From about 3,000 years ago until the year 1900, the Des Plaines River and the Chicago River were connected in the ancient stream bed of the Chicago Outlet River by a slough or swampy area known as Mud Lake. This remnant was left behind when the water level of Lake Michigan-Huron dropped as the St. Clair River captured the flow of the Chicago Outlet River. Mud Lake could be wet, dry, marshy, or frozen, depending on the season and the weather, making it a difficult, albeit very valuable, transportation route. It was drained in several stages, starting with the construction of the Illinois and Michigan Canal in 1848, which bisected it.
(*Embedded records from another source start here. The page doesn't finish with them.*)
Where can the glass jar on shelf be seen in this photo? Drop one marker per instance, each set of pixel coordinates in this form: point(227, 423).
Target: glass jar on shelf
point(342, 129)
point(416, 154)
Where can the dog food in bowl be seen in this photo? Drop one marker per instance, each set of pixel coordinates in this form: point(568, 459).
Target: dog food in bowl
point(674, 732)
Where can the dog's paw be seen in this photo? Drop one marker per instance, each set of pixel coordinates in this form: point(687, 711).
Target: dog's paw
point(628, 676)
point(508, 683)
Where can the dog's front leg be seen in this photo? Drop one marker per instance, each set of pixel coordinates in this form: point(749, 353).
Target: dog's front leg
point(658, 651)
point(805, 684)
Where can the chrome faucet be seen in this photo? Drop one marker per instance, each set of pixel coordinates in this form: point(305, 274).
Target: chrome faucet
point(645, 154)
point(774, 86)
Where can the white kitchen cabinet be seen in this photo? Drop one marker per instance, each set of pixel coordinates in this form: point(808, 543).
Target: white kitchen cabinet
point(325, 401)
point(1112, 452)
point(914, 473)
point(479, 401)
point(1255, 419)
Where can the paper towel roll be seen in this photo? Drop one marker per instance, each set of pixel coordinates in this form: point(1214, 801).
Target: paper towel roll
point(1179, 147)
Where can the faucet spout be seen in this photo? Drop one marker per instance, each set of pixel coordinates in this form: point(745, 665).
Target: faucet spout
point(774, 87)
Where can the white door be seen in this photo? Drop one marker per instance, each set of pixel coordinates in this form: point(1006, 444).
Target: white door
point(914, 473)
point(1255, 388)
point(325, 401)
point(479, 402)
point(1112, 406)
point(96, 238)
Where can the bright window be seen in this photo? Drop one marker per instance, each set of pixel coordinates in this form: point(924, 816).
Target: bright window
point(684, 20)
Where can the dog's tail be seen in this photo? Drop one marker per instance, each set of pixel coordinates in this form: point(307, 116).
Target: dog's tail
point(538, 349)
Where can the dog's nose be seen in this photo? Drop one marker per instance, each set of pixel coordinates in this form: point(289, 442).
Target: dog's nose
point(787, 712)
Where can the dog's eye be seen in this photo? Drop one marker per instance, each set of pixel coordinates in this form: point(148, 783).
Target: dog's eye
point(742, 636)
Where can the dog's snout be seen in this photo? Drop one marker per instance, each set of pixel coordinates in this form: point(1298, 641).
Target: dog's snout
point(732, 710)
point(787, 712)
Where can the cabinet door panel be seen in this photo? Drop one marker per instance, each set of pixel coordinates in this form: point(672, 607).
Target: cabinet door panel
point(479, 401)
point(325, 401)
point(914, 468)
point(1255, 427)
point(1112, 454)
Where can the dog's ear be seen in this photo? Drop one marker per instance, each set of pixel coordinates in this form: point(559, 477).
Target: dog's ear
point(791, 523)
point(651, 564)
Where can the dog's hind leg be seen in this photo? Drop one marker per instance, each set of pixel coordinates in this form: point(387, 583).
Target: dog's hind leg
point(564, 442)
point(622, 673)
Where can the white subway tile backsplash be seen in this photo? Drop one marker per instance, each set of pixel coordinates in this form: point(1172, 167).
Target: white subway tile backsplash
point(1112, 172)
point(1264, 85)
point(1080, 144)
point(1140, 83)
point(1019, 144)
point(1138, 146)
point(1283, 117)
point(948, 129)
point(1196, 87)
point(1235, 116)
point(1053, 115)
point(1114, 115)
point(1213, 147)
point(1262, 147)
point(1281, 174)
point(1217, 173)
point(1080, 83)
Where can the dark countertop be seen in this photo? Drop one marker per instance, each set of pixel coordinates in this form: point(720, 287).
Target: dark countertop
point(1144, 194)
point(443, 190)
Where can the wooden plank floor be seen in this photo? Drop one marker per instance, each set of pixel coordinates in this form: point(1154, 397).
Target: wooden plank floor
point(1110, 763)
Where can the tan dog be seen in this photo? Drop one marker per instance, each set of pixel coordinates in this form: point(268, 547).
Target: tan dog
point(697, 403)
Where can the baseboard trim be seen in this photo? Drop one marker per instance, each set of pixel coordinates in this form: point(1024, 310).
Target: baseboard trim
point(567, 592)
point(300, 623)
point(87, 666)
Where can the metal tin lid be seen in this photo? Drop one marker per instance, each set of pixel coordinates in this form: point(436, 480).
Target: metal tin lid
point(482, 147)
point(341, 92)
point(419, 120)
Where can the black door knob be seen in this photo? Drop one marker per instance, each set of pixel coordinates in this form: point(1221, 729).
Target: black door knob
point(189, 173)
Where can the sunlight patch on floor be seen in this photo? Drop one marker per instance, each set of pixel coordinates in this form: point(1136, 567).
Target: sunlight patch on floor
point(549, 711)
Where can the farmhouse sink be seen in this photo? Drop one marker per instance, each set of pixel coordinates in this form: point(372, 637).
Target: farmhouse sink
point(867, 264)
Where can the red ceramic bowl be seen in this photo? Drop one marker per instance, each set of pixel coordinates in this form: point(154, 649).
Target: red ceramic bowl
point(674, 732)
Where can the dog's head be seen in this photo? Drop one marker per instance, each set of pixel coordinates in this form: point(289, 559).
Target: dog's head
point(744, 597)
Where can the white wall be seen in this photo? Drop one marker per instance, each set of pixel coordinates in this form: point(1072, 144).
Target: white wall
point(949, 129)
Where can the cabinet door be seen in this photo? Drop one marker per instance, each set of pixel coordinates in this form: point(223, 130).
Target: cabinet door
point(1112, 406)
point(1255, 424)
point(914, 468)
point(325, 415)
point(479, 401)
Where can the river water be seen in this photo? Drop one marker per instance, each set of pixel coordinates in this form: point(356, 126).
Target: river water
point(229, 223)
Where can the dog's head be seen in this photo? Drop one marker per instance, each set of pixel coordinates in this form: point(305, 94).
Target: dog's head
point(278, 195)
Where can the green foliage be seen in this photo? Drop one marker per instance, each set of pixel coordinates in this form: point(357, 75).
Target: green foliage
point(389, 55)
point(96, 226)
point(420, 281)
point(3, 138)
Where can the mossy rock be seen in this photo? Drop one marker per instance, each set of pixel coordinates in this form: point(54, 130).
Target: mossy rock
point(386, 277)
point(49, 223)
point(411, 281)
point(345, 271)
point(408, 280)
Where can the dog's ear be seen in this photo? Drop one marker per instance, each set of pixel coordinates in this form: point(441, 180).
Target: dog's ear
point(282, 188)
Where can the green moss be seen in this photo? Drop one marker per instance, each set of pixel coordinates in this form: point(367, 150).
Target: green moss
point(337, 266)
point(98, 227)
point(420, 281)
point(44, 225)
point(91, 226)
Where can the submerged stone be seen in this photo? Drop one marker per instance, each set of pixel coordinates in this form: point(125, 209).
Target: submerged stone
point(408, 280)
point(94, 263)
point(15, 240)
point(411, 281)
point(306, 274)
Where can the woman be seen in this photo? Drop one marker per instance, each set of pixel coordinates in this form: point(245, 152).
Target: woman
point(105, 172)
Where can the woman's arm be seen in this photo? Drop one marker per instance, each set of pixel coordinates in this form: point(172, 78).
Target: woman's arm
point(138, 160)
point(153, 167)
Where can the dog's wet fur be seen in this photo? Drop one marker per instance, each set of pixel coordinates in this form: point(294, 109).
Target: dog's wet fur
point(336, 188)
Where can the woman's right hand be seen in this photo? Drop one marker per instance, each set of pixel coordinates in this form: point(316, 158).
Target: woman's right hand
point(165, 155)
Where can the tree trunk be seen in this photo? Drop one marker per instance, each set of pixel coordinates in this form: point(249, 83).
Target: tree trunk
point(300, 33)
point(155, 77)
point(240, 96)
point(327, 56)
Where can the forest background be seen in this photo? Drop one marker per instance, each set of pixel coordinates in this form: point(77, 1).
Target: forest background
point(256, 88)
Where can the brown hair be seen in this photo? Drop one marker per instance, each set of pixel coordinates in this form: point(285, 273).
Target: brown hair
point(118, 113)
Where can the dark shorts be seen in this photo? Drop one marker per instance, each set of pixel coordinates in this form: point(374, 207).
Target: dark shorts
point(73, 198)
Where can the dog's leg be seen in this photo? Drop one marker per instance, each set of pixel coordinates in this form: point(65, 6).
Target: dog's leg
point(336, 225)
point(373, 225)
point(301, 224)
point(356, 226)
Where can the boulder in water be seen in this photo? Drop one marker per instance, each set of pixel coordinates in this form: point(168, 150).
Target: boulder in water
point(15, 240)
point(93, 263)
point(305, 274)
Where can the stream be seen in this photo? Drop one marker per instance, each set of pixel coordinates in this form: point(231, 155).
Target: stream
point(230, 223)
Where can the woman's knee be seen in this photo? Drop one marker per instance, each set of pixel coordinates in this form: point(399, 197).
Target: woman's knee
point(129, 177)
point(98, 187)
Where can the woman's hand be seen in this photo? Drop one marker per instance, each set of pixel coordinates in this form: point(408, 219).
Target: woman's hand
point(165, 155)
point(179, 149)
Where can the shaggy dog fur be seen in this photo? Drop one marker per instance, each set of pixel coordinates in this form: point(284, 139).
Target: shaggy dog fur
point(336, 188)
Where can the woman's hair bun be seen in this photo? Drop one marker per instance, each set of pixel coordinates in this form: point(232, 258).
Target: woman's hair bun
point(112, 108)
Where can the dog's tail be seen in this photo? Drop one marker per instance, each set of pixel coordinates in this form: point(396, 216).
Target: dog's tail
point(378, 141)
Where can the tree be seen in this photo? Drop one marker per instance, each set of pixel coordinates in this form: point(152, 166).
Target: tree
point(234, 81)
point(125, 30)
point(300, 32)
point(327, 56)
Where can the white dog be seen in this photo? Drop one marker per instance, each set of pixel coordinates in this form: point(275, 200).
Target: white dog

Several other attempts were made to drain Mud Lake, with the Chicago Sanitary and Ship Canal finally accomplishing this in 1900.
A small remnant of Mud Lake still exists as a wetland area in Forest View, between the Stevenson Expressway, railroad tracks, and West 51st Street, near the Forest View water tower. This isolated remnant of Mud Lake has been prevented from draining into the Chicago Sanitary and Ship Canal by the levees of the Illinois and Michigan Canal, the railroad lines, and later the Stevenson Expressway which was built on top of the old I&M Canal in 1964. The rest of Mud Lake is today covered by industrial areas of the city of Chicago.
The Chicago Portage National Historic Site is a National Historic Site  in Lyons, Cook County, Illinois, United States. Preserved within the park is the western end of the historic portage linking the Chicago River to the Des Plaines River, thereby linking the Great Lakes to the Mississippi River. The wild onion that gave Chicago its name thrives here. The site is the only part of the historic Chicago Portage that remains in a natural and protected state more or less as it existed when revealed to French explorers Louis Joliet (Jolliet) and Father Jacques Marquette by Native Americans.